Units of a log of a physical quantity

Overall, the argument $x$ of $\ln(x)$ must be unitless, and a log transformed quantity must be unitless. If $x = 0.5$ is measured in some units, say, seconds, then taking the log actually means $\ln(0.5s/1s) = \ln(0.5)$. See this for more information about other transcendental functions. Hope this helps.

Logarithm of a quantity really only makes sense if the quantity is dimensionless, and then the result is also a dimensionless number. So what you really plot is not $\log(y)$ but $\log(y/y_0)$ where $y_0$ is some reference quantity in the same units as $y$ (in this case $y_0 = $1 Volt). Similarly for $\exp$ and $\sin$.

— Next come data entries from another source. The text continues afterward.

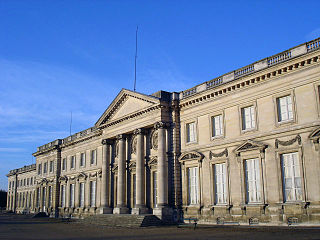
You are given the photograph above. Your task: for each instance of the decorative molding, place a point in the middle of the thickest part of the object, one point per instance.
(289, 142)
(139, 131)
(161, 125)
(107, 141)
(121, 137)
(216, 155)
(250, 145)
(154, 140)
(191, 156)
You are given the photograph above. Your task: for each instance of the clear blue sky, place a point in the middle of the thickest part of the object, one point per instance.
(57, 56)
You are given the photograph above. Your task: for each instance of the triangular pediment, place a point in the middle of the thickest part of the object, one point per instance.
(250, 145)
(126, 103)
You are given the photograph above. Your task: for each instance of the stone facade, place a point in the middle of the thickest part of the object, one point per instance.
(243, 147)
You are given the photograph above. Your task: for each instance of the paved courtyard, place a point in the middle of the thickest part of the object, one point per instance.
(24, 227)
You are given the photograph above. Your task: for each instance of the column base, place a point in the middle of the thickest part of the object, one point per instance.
(139, 210)
(105, 210)
(121, 210)
(164, 213)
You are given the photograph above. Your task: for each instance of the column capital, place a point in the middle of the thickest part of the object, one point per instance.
(161, 125)
(139, 131)
(107, 141)
(121, 136)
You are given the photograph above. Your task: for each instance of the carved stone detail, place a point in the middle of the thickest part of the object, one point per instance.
(134, 145)
(158, 125)
(107, 141)
(154, 140)
(191, 156)
(221, 154)
(289, 142)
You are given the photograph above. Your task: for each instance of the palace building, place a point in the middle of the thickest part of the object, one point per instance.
(243, 147)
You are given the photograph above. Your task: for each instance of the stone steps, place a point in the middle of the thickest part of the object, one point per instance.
(123, 220)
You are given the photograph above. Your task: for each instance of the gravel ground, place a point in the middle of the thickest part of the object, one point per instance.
(23, 227)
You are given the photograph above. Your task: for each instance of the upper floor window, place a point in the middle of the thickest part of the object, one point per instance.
(193, 187)
(45, 166)
(292, 184)
(64, 164)
(191, 132)
(284, 106)
(220, 177)
(248, 118)
(72, 162)
(93, 157)
(82, 159)
(253, 183)
(39, 169)
(51, 166)
(217, 126)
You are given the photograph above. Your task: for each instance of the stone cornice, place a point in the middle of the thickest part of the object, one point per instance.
(246, 82)
(275, 60)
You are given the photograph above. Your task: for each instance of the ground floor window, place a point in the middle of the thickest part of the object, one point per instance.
(253, 183)
(92, 193)
(193, 187)
(220, 177)
(81, 194)
(291, 174)
(155, 188)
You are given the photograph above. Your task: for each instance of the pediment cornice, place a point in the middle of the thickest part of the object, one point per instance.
(115, 106)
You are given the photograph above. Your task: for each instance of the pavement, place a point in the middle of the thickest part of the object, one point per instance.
(14, 226)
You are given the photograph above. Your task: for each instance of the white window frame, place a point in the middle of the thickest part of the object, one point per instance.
(220, 171)
(253, 181)
(72, 162)
(285, 108)
(82, 159)
(217, 132)
(93, 157)
(296, 176)
(252, 118)
(193, 185)
(72, 195)
(93, 192)
(193, 130)
(81, 194)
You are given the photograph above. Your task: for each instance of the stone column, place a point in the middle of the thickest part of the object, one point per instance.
(106, 158)
(162, 210)
(121, 191)
(140, 207)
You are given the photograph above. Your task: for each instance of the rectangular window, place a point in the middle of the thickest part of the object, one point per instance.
(51, 166)
(155, 189)
(193, 188)
(63, 196)
(82, 159)
(248, 118)
(191, 132)
(81, 194)
(50, 197)
(291, 174)
(72, 162)
(217, 127)
(92, 193)
(39, 169)
(284, 105)
(64, 164)
(93, 157)
(220, 175)
(38, 197)
(45, 166)
(253, 183)
(71, 195)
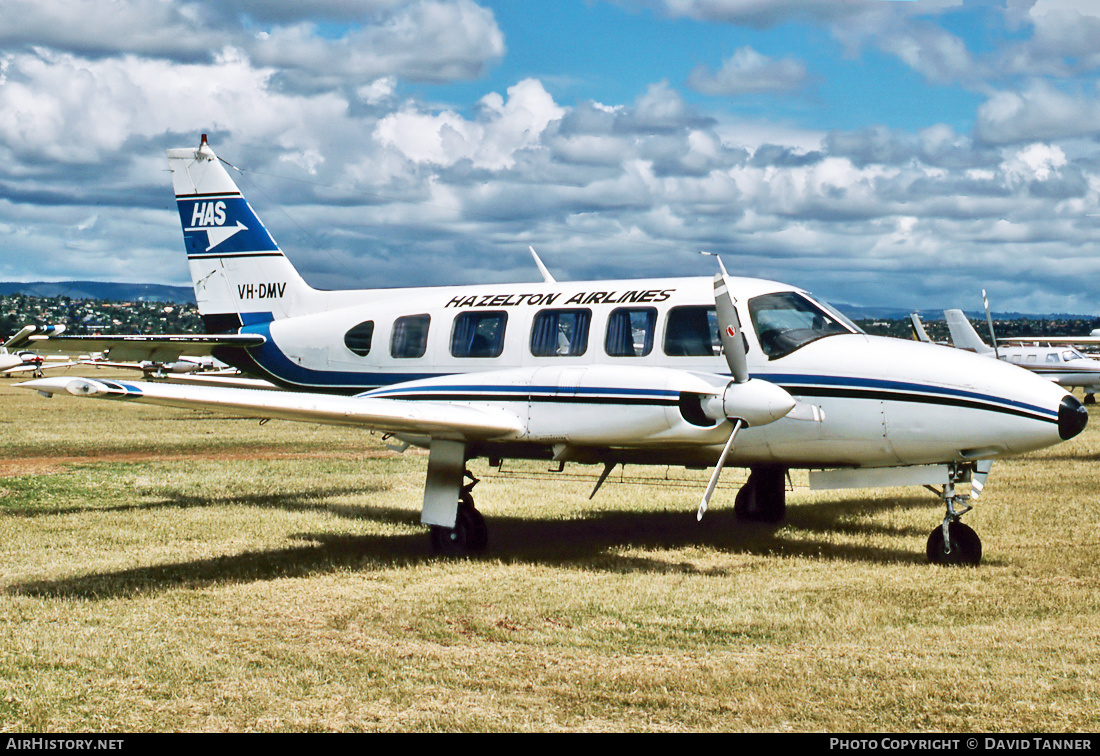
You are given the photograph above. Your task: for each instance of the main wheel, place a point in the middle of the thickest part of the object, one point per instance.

In the expression $\ln{x}$, $x$ must be unitless.

This is because the log function is a series with x raised to differing powers. For instance:

$$-\sum_{k=1}^{\infty}{\frac{(-1)^k(-1+x)^k}{k}}$$ for $$|-1 + x| < 1$$

Let's say $x$ had units of meters (for example). Then the first term in the series would have units of meters, the second term units of square meters, 3rd term in cubic meters, etc. You can't add quantities with differing powers of units, thus $x$ must be unit-less.

The same argument applies for $|-1+x|\not<1$.